Yes I have been singing zucchini song for long and now when it is in abundance, I can try whatever I want. With it, I tried zucchini spicy muffin and must say it was worth waiting for this humble vegetable. They were so tasty, I really recommend zucchini, pumpkin, carrot and beetroot in your cake, in winters you can try them with spices and in summer with chocolate.
I am so happy to see my baking goes healthy.
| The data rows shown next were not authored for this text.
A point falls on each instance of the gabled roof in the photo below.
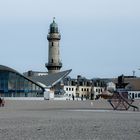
(50, 79)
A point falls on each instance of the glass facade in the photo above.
(13, 84)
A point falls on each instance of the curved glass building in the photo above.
(14, 84)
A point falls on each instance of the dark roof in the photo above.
(133, 83)
(50, 79)
(5, 68)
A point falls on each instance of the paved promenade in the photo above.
(67, 120)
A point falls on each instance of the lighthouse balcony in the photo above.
(53, 36)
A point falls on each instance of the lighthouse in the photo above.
(54, 64)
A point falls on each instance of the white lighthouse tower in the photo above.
(54, 64)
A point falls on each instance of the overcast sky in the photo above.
(100, 38)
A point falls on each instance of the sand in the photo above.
(67, 120)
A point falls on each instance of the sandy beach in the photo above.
(67, 120)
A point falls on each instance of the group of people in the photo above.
(2, 102)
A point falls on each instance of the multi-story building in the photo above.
(82, 87)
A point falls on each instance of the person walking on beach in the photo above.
(82, 97)
(73, 97)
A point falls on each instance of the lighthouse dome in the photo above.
(53, 27)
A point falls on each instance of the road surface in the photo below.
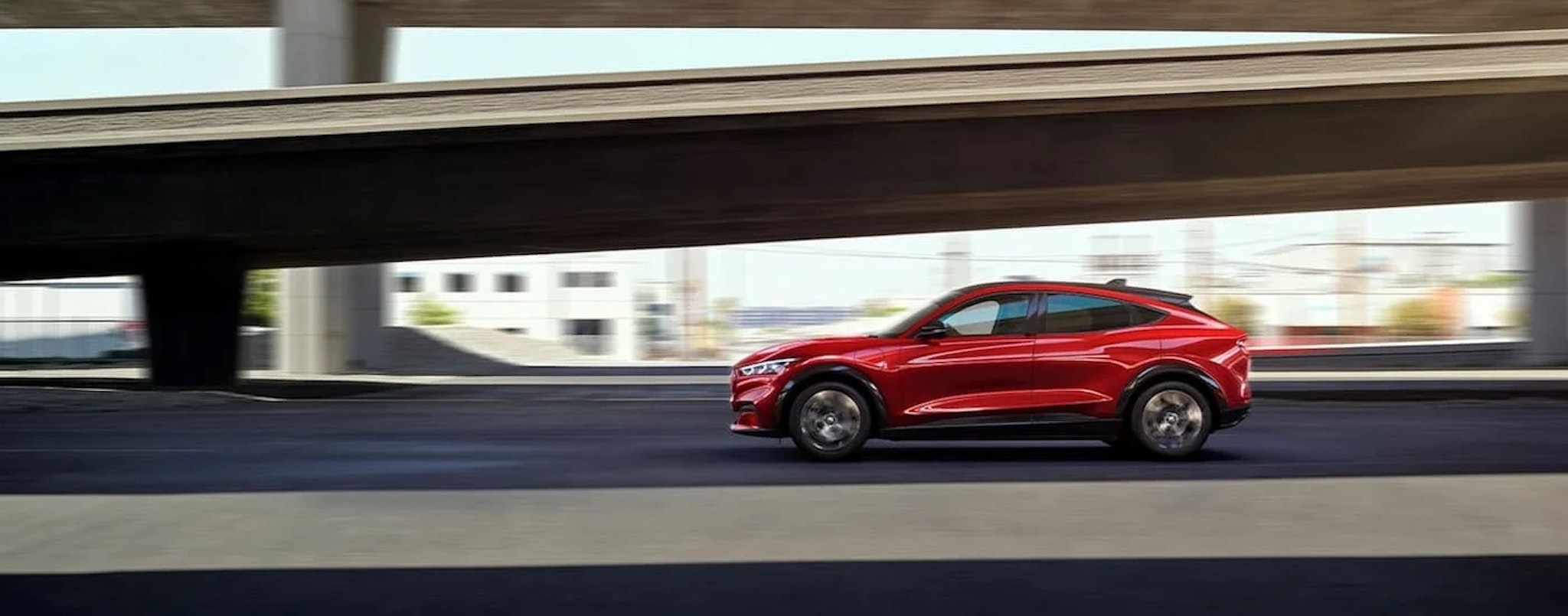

First, I successfully started by replacing plain flour with wheat flour, by reducing sugar to almost half, then by adding vegetables and fruits and by substituting cream with hung curd, not totally but partially and not to forget without compromising with taste.
My family members also loved my bakes, they find the sugar so perfect and when I tell them about the added advantage they just love to have them.
Recipe minimally adapted from Taste of Home
Makes: 12 small muffins
- 3/4 cup whole wheat flour
- ¼ + 1 tbsp cup sugar
- 1/4 teaspoon baking powder
- 1/4 teaspoon baking soda
- 1/4 teaspoon salt
- 1/4 teaspoon ground cinnamon
- 2/3 cup hung curd
- 1/4 cup canola oil
- 1 cup finely shredded unpeeled zucchini
- 1/2 cup almonds
- 1/4 cup dried cranberry
- Chocolate chips to sprinkle on top (optional)
- Preheat the oven at 180 degree C.
- In a bowl, sieve flour, baking powder, baking soda and salt. Combing egg, sugar, zucchini and oil with a spoon.
- Fold walnut and raisins into the dry ingredients and finally fold dry ingredients with the wet. Remember while making muffin the less you beat, the moist muffins will come out.
- Oil a muffin tray and bake for about 25 to 30 minutes or until a toothpick comes out clean.
- Cool for 5 minutes before removing from pan to a wire rack.